What to Expect from Surgery to Expose & Bracket an Impacted Tooth
The surgery to expose and bracket an impacted tooth is a very straightforward surgical procedure that is performed in the oral surgeons office. For most patients, it is performed with using laughing gas and local anesthesia. In selected cases it will be performed under IV sedation if the patient desires to be asleep, but this is generally not necessary for this procedure.
You can expect a limited amount of bleeding from the surgical sites after surgery.
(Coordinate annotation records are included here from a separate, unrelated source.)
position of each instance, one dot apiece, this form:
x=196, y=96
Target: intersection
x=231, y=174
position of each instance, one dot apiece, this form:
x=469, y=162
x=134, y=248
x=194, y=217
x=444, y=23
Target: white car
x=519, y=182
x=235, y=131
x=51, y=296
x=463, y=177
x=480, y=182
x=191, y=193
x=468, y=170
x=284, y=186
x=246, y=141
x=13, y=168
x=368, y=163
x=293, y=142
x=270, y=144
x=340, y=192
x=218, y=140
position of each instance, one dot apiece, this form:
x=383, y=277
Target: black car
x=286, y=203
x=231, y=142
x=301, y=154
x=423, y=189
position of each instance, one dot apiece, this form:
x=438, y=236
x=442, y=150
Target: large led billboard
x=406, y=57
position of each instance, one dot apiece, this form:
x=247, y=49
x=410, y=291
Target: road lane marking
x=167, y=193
Although there will be some discomfort after surgery at the surgical sites, most patients find Tylenol or Advil to be more than adequate to manage any pain they may have. Within two to three days after surgery there is usually little need for any medication at all. There may be some swelling from holding the lip up to visualize the surgical site; it can be minimized by applying ice packs to the lip for the afternoon after surgery. Bruising is not common after this procedure. You should plan to see your orthodontist within a few days to activate the eruption process by applying the proper rubber band to the chain on your tooth.